Rz. 618

Die Anfechtungsbefugnis verliert, wer sein Recht missbraucht. Eine Anfechtungsklage wird damit unbegründet.[1] Praktischer Hauptanwendungsfall sind Anfechtungsklagen, die ausschließlich erhoben werden, um sich den Lästigkeitswert der Klage "abkaufen" zu lassen, d. h. um einen individuellen Vorteil zu erzielen oder um die Anfechtungsklage in anderer Weise als Druckmittel einzusetzen.[2] Dies ist zum Beispiel der Fall, wenn die Klage auf Gründe gestützt wird, die der Gesellschafter zuvor in eigenem Interesse ganz anders gesehen hat.[3]

 

Beweislast bei der Gesellschaft

Die Beweislast für eine eigennützige Interessenverfolgung, die den Vorwurf des Rechtsmissbrauchs begründet, liegt bei der Gesellschaft.[4]

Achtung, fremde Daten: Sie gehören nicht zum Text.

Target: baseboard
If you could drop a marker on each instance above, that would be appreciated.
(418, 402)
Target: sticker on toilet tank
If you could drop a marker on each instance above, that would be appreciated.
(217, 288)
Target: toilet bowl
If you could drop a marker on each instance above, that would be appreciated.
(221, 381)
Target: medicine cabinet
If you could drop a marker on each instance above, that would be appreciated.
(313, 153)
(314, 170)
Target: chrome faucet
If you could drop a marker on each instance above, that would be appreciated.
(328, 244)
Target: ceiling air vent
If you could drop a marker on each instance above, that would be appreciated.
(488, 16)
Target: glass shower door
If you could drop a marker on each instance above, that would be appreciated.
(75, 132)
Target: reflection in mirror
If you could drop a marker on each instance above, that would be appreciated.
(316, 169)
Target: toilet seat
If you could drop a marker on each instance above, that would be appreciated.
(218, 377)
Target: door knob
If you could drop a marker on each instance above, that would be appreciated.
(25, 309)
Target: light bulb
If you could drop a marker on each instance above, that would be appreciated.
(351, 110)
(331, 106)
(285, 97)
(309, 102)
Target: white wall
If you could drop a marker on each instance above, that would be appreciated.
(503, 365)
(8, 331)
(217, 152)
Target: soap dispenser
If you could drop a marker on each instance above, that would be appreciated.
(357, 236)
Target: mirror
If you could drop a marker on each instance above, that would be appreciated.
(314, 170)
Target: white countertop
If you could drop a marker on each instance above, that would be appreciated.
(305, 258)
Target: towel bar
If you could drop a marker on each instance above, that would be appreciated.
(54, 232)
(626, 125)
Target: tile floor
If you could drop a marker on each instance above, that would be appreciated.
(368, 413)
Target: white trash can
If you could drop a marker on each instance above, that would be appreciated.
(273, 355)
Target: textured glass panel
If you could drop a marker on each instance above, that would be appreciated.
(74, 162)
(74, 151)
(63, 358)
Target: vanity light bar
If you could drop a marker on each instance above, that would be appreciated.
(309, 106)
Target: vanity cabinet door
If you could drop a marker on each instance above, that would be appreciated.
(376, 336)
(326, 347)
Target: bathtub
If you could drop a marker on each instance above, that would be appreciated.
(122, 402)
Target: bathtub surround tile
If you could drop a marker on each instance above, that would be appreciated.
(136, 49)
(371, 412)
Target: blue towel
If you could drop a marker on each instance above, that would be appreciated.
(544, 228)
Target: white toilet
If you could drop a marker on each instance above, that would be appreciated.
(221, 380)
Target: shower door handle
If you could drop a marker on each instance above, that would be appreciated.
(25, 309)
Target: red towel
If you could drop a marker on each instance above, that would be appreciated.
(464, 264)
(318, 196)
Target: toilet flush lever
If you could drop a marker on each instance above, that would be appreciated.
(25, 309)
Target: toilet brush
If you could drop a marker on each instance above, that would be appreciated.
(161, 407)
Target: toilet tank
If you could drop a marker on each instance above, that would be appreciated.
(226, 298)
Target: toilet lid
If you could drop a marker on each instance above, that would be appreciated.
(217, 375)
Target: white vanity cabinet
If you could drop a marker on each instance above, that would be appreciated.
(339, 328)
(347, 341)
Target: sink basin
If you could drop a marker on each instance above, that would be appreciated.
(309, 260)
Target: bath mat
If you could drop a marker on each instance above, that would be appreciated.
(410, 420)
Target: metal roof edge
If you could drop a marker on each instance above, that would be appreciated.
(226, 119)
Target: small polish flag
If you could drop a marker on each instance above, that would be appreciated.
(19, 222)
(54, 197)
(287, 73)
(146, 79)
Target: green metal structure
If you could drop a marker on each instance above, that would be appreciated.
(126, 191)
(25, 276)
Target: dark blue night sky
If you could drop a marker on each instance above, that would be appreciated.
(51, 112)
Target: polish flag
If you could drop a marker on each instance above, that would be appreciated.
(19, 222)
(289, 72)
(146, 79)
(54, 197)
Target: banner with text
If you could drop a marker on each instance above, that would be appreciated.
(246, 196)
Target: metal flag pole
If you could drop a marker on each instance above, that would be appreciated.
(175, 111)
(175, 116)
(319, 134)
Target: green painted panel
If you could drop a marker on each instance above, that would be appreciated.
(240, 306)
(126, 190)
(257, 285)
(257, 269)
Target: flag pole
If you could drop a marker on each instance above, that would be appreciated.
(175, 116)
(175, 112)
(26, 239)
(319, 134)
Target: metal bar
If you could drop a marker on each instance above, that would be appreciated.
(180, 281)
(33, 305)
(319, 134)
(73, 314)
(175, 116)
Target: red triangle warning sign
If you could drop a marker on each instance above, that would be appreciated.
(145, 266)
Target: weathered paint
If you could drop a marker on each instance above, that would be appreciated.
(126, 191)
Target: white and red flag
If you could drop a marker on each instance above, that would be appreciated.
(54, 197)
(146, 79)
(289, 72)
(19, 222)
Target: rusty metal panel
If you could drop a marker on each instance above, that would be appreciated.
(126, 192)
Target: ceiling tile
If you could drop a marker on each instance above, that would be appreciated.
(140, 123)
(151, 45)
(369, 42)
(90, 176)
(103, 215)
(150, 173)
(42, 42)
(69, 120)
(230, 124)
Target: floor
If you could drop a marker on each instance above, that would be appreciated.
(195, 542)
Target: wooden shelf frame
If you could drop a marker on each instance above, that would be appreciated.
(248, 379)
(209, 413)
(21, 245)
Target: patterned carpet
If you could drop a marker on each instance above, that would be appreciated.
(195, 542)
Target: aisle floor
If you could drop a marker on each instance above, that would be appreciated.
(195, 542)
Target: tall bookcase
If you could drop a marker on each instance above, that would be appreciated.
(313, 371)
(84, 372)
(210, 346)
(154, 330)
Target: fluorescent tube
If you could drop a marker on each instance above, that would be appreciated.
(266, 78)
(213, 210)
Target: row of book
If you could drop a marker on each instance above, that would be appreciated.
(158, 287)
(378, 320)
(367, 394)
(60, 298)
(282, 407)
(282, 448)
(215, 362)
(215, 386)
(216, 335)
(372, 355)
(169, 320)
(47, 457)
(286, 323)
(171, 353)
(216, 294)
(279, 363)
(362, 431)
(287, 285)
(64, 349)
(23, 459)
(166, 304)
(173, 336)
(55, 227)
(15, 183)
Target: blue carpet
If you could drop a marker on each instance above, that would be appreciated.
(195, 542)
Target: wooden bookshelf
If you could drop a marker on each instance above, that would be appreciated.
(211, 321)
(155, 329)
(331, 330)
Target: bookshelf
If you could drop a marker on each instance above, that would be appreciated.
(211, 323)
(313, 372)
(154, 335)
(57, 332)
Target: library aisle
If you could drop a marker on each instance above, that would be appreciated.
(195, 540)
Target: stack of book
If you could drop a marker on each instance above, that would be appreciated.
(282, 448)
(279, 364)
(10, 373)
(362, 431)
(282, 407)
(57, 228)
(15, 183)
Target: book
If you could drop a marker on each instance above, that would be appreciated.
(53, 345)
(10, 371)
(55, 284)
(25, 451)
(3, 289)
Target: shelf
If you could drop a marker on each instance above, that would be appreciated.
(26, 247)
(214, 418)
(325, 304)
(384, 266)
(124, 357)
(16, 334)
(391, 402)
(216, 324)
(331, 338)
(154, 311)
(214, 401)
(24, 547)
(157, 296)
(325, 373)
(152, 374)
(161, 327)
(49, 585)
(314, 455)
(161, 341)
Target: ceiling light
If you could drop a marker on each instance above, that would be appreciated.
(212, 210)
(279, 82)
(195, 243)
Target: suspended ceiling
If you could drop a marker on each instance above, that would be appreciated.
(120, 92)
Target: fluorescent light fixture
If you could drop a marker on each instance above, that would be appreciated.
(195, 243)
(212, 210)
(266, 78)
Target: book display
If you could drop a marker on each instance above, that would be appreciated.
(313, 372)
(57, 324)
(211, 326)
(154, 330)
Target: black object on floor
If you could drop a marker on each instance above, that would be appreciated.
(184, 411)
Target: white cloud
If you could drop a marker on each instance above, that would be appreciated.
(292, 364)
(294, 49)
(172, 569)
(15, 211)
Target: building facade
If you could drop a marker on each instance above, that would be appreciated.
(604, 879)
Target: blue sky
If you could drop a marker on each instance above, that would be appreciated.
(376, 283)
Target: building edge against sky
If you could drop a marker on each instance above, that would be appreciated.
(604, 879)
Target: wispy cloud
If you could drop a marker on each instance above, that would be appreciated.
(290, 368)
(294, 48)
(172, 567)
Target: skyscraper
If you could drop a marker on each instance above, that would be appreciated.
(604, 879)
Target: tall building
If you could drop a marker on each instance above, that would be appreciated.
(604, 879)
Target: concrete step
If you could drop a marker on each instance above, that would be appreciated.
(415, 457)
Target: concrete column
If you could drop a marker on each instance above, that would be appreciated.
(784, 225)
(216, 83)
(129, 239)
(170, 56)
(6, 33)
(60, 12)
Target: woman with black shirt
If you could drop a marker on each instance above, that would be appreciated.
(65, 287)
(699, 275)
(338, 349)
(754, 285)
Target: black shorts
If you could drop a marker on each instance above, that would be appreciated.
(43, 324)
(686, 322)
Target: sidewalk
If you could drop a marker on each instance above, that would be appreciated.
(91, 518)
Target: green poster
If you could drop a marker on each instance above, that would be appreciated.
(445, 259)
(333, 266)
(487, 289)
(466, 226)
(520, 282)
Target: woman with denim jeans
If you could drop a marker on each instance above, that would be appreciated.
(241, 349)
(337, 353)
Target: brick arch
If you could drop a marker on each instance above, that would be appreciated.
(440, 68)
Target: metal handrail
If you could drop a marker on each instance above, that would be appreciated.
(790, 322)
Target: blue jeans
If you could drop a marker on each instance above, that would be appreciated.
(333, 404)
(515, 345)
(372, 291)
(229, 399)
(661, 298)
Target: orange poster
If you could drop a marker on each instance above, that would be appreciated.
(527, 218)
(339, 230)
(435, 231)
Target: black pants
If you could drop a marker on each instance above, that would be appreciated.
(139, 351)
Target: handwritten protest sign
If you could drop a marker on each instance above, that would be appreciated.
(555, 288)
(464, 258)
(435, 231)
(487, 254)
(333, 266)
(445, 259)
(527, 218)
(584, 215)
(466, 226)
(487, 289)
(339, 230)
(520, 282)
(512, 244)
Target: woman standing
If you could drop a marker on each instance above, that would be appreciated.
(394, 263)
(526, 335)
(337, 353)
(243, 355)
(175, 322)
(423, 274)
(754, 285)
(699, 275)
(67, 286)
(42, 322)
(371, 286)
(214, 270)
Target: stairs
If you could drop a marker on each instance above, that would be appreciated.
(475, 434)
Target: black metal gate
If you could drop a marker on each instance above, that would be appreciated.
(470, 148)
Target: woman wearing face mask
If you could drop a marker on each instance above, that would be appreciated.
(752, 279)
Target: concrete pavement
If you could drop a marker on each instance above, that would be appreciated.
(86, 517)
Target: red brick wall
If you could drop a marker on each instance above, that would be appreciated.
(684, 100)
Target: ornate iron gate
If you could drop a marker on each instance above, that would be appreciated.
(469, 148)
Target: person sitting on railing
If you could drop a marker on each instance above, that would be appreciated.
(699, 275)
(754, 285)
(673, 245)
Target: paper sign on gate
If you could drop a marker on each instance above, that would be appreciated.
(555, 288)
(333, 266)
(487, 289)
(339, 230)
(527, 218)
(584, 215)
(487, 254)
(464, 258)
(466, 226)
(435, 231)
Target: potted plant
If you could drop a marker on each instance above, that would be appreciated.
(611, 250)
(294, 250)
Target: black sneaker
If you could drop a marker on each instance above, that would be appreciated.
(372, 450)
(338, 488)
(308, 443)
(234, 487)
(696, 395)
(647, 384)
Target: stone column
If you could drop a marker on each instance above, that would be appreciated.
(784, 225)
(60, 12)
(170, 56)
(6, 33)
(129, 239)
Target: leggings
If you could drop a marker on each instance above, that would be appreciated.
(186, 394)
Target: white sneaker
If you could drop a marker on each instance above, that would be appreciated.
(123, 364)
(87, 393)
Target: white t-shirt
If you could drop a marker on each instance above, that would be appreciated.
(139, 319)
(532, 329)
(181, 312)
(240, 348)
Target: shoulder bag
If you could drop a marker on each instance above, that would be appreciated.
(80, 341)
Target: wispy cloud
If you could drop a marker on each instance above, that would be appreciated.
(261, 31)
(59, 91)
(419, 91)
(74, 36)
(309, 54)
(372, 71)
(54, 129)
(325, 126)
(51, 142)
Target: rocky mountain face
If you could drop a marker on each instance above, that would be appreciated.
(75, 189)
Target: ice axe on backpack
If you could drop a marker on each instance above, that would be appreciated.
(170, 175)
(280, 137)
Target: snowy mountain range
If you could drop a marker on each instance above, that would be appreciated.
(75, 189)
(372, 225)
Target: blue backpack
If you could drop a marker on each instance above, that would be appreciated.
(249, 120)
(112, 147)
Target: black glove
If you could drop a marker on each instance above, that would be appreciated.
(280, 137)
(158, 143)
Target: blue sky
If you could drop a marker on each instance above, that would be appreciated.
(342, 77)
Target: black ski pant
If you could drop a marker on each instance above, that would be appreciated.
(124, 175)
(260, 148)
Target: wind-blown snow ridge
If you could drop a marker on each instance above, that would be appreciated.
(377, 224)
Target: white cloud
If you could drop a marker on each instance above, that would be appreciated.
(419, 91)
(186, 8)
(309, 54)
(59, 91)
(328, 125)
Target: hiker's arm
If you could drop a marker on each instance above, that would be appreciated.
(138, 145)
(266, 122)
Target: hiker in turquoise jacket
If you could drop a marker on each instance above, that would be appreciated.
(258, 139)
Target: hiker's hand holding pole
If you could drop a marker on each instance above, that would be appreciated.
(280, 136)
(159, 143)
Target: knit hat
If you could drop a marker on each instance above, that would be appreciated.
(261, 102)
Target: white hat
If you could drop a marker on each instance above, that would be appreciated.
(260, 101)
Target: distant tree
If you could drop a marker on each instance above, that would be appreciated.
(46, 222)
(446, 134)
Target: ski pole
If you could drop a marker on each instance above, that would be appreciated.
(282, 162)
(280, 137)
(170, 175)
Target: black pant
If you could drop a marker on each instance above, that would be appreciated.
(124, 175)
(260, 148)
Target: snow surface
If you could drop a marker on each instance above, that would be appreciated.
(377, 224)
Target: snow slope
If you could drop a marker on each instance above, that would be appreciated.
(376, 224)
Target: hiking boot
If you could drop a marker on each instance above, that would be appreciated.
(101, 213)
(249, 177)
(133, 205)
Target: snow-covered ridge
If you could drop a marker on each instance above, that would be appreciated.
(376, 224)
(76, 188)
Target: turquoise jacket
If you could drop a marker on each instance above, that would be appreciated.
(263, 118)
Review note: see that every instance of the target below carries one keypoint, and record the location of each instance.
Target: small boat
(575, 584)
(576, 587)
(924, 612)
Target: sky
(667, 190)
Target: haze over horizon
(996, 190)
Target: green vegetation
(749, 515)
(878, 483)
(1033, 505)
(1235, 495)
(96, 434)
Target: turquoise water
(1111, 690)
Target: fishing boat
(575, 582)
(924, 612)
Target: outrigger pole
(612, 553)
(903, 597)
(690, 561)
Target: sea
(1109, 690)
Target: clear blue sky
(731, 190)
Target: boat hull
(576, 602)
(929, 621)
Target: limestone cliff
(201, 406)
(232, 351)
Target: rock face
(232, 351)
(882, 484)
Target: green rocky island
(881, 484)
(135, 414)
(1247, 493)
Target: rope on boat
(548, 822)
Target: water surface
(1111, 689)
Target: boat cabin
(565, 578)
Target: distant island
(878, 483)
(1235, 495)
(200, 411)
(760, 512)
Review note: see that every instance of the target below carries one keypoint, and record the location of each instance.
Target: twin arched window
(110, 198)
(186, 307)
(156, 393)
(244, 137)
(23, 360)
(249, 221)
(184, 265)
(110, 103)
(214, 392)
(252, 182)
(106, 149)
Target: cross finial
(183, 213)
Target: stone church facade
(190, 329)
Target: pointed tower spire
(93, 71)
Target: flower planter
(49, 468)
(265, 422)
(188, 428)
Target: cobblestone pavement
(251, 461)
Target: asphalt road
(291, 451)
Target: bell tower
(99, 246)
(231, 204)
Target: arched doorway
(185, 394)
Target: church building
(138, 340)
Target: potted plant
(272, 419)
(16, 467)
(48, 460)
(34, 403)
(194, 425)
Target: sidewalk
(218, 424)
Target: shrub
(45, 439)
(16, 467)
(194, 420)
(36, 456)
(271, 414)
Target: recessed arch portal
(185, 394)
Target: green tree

[1] BGH, Urteil v. 15.6.1992, II ZR 173/91, AG 1992, 448 [zur AG]; Bayer, in Lutter/Hommelhoff, Anh. § 47 Rn. 82; Wertenbruch, in MüKo-GmbHG, Anh. § 47 Rn. 279.
[2] BGH, Urteil v. 14.10.1991, II ZR 249/90, GmbHR 1992 S. 264 [zur AG]; Nicht missbräuchlich ist eine Klageerhebung allein deshalb, weil der Kläger für den später angefochtenen Beschluss gestimmt hat. Hinzu kommt u. U. ein Schadensersatzanspruch der Gesellschaft gegen den Gesellschafter aus § 826 BGB, siehe OLG Frankfurt, Urteil v. 13.1.2009, 5 U 183/07, AG 2009 S. 200, 201; bestätigt durch BGH, Beschluss v. 10.8.2010, VI ZR 47/09, AG-Report 2010, R407 [jeweils zur AG]. Jedoch keine Ersatzpflicht gegenüber Dritten, z. B. für Schäden im Zusammenhang mit vertraglichen Beziehungen zur Gesellschaft, s. OLG Hamburg, Urteil v. 20.10.2010, 11 U 217/09, AG 2011 S. 301, 302. S. dazu auch Schatz, Der Missbrauch der Anfechtungsbefugnis durch den Aktionär und die Reform des aktienrechtlichen Beschlussmängelrechts, 2012 [jeweils zur AG].
[3] In einem konkreten Fall hatte ein Gesellschafter ein Übernahmeangebot hinsichtlich seines Geschäftsanteils mit der Begründung abgelehnt, dies sei zu niedrig, und sich danach gegen das gleiche, nach seiner Argumentation zu hohe Einziehungsentgelt für andere Gesellschafter zur Wehr gesetzt; siehe OLG Hamm, Urteil v. 18.1.1993, 8 U 90/92, GmbHR 1994 S. 256; Zöllner/Noack, in Baumbach/Hueck, Anh. § 47 Rn. 161.
[4] So etwa OLG Nürnberg, Urteil v. 20.9.2006, 12 U 5800/04, AG 2007 S. 295, 296. Ein rechtsmissbräuchliches Verhalten eines Aktionärs ist für jeden Einzelfall festzustellen, siehe KG, Urteil v. 29.10.2010, 14 U 96/09, AG 2011 S. 299, 300 [jeweils zur AG].